Неужели позволить гибнуть милому мальчику, умному, способному… И ведь предвидел я, что за время будет. Не хотел больше иметь детей. Не мог себе честно позволить этого, чувствовал, какие дни наступают. Жена! Она понесла его от меня, и на мой ужас: что ты сделала?.. — да что ей? Она и не считает себя ни в чем ответственной, ей и горя мало. Женщина вперед не может страдать, она плачет, снявши голову, по волосам. Но ведь и я-то, освобожденный ею от ответственности, я был в восторге, когда она подарила мне ребенка, часть моей крови и духа… А сейчас, когда он вступает в самый опасный возраст, я отчаянно, как тонущий, бьюсь, чтобы спасти его… спасти… Для чего? Что готовлю я ему впереди, отравляя те немногие мгновения детства, которые ему остались до полного безнадежного сознания этой ужасной, проклятой действительности! Прости мне, Господь, и ты, моя крошка! Ничего не могу и ничего не придумаю, чтобы обеспечить твое существование и избавление. Тебе, Пресвятая Матерь Божия, в твои Пречистые руки отдаю судьбу детей моих и этого ненаглядного, беспомощно жалкого в змеином водовороте нашей жизни младенца!»
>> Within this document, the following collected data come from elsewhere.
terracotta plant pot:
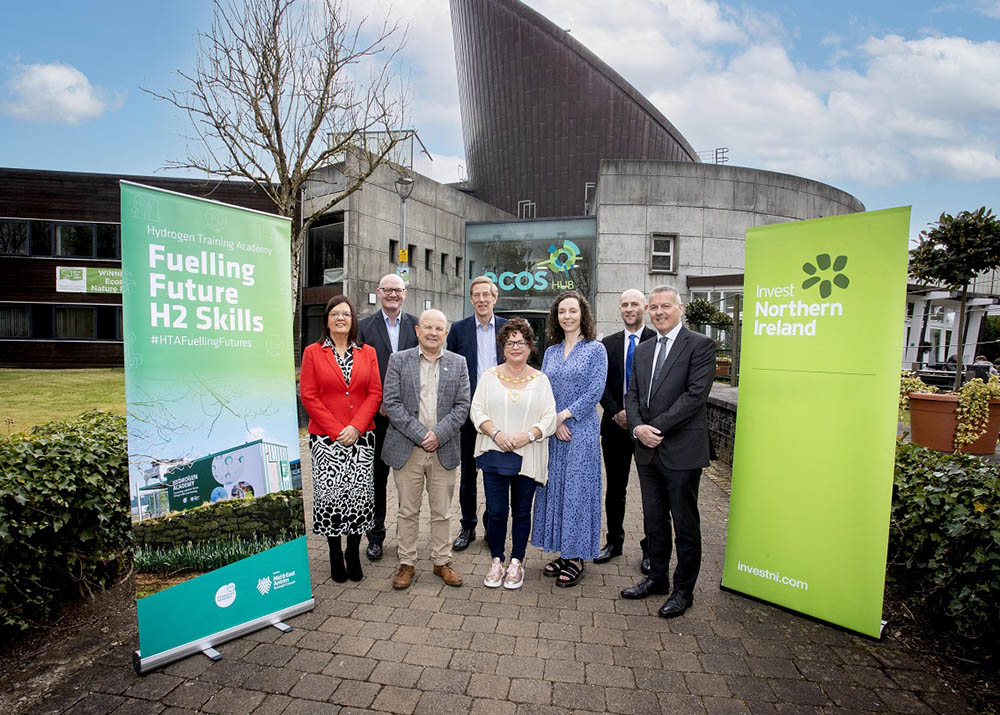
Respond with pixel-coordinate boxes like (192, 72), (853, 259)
(908, 392), (1000, 454)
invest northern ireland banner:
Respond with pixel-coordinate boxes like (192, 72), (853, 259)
(120, 182), (312, 673)
(722, 207), (910, 638)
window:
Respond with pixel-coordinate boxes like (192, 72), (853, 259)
(408, 243), (418, 267)
(650, 233), (676, 273)
(30, 221), (52, 255)
(302, 304), (326, 347)
(305, 214), (344, 286)
(0, 220), (29, 255)
(389, 239), (399, 265)
(96, 306), (121, 340)
(425, 248), (433, 271)
(55, 307), (95, 338)
(440, 252), (449, 273)
(95, 225), (119, 258)
(56, 224), (95, 257)
(0, 306), (30, 337)
(458, 256), (465, 278)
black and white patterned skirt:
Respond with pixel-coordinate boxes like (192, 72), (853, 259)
(310, 431), (376, 537)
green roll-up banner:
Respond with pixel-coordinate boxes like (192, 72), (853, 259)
(722, 207), (910, 638)
(120, 182), (313, 673)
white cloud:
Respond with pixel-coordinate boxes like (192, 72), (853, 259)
(973, 0), (1000, 18)
(415, 152), (467, 184)
(4, 61), (117, 124)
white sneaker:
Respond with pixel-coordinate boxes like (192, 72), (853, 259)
(503, 558), (524, 589)
(484, 557), (505, 588)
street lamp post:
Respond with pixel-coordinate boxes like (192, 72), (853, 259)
(394, 175), (414, 284)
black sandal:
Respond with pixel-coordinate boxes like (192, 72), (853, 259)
(543, 558), (568, 578)
(555, 559), (585, 588)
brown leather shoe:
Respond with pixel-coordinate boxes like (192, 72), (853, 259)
(392, 564), (414, 590)
(433, 563), (463, 587)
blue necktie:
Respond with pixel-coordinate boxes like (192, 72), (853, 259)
(625, 333), (637, 392)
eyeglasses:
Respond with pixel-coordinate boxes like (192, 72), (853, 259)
(380, 287), (404, 295)
(329, 311), (352, 319)
(504, 340), (528, 348)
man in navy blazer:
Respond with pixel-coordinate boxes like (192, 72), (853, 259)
(622, 285), (715, 619)
(597, 289), (656, 569)
(358, 273), (418, 561)
(445, 276), (508, 550)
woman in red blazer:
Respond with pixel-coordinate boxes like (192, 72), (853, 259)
(300, 295), (382, 582)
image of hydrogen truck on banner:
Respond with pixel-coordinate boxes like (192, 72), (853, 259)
(138, 440), (292, 516)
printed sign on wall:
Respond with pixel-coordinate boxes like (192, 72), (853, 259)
(55, 266), (123, 293)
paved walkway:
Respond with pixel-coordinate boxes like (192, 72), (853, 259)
(17, 455), (975, 715)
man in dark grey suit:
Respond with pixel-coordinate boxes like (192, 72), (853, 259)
(621, 285), (716, 618)
(596, 289), (656, 569)
(358, 273), (418, 561)
(382, 310), (470, 589)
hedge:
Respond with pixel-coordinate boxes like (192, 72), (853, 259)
(890, 441), (1000, 643)
(0, 411), (132, 631)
Немало лет прошло, прежде чем я расшифровал и прочел эту торопливую запись, сделанную карандашом на одном из листков записной книжки. Могу, к чести своей, сказать, что она, в существе своем, не открыла мне ничего нового, хотя, читая ее впервые, я не мог сдерживать слезы. То большое понимание друг друга и та настоящая любовь, которыми когда-то держалась наша семья, как ни мало оказался я по условиям времени к этой семье сопричастен, достаточно все же коснулись меня. Невероятная яркость воспоминаний, начинающихся с самых ранних младенческих лет, отдельных слов и фраз, сохраненных памятью и лишь много позже осмысленных, помогли мне воспринимать отца именно таким, каким предстал он передо мной в этой записи, сделанной для самого себя. Именно так он чувствовал, так думал, и иначе быть не могло. Я знал это всегда.